Dienstag, 12. Januar 2010

So nah und doch so fremd

Das Kellerpoche Freiburg und die Theatergruppe Bösingen überzeugen mit ihrer ersten Gemeinschaftsproduktion: dem Zweipersonenstück «Kleine Eheverbrechen».
[...]
Auf 21 Ehejahre blicken Lisa und Gilles zurück, 21 Jahre, in denen es glückliche Momente gab, in denen aber auch so einiges schief gelaufen ist. Doch was wäre, wenn man die schlechten Zeiten einfach ausradieren und sein Eheleben neu erfinden könnte? In dieser Situation befindet sich Lisa, nachdem ihr Mann bei einem Unfall sein Gedächtnis verloren hat.

Dies ist die Ausgangslage von Eric-Emmanuel Schmitts Stück «Kleine Eheverbrechen», mit dem die Theatergruppe Bösingen und das Kellerpoche Freiburg am Wochenende im Freiburger Kellertheater Premiere feierten.
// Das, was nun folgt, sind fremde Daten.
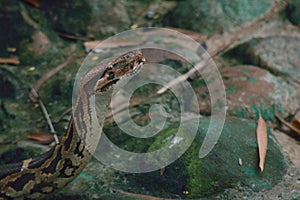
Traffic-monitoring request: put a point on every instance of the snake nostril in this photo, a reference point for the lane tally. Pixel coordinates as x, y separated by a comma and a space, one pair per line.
111, 75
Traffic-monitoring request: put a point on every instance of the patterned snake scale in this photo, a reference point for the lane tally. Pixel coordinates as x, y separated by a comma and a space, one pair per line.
36, 177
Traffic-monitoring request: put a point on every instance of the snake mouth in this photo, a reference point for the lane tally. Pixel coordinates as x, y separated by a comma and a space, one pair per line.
108, 85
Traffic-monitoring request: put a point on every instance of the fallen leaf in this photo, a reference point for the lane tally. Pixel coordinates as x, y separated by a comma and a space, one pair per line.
91, 45
296, 121
294, 127
35, 3
162, 171
262, 140
42, 138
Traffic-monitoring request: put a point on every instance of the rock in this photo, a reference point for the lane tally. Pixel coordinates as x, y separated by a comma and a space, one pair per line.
107, 18
279, 54
220, 170
251, 90
68, 16
210, 17
13, 27
293, 12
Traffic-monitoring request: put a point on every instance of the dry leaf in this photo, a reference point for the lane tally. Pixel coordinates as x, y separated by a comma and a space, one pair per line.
42, 138
293, 126
35, 3
262, 140
296, 121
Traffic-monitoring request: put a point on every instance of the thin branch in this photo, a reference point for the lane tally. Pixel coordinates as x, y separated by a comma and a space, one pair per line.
36, 96
10, 61
46, 76
218, 44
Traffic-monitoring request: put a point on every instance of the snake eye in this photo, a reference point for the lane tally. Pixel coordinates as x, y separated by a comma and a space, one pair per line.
111, 75
131, 65
109, 67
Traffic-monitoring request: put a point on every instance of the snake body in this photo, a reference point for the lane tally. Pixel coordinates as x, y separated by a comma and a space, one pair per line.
49, 172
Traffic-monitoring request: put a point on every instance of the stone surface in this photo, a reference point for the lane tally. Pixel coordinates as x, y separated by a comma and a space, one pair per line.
220, 170
107, 18
279, 54
215, 16
251, 90
293, 12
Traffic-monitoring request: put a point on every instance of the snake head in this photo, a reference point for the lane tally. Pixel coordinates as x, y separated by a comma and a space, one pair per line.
125, 65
Vor vollen Rängen gelang Brigitta Rusca und René Waeber eine überzeugende Darstellung eines Ehepaares, das sich nahe ist und doch so fremd geworden, das sich aufreibt zwischen gegenseitigen Vorwürfen, Misstrauen und Zweifeln, sich immer tiefer verstrickt in einem Netz aus Lügen und Gemeinheiten - und doch den Glauben an seine Liebe noch nicht ganz verloren, den Kampf um die Ehe nicht aufgegeben hat.


Spass, Spannung, Drama
Schmitts Stück, ein Mix aus Komödie, Thriller und Psychodrama, hat alles, was es für einen vielseitigen Theaterabend braucht: Es ist lustig, etwa wenn Lisa das Bild des perfekten Ehemannes zeichnet, der nicht nur ein erfolgreicher Autor und traumhafter Liebhaber ist, sondern sich auch gerne mit seiner Frau in Kleiderboutiquen aufhält und leidenschaftlicher Teetrinker ist - wobei Letzteres Gilles besonders beunruhigt. Es ist spannend, wenn man sich mehr und mehr fragt, ob Gilles' Unfall vielleicht doch kein Unfall war und seine Amnesie nicht so komplett, wie er vorgibt.
Es ist philosophisch, wenn die beiden über die Liebe sinnieren und zu Schlüssen kommen wie: «Wenn du mich liebst, liebst du mich und nicht mein Abbild.» (Gilles) oder: «Wir können uns vielleicht trennen, aber wir können uns nie verlassen.» (Lisa). Und es ist dramatisch, wenn die Fassade bröckelt und zum Beispiel Lisas Alkoholprobleme offenbar werden.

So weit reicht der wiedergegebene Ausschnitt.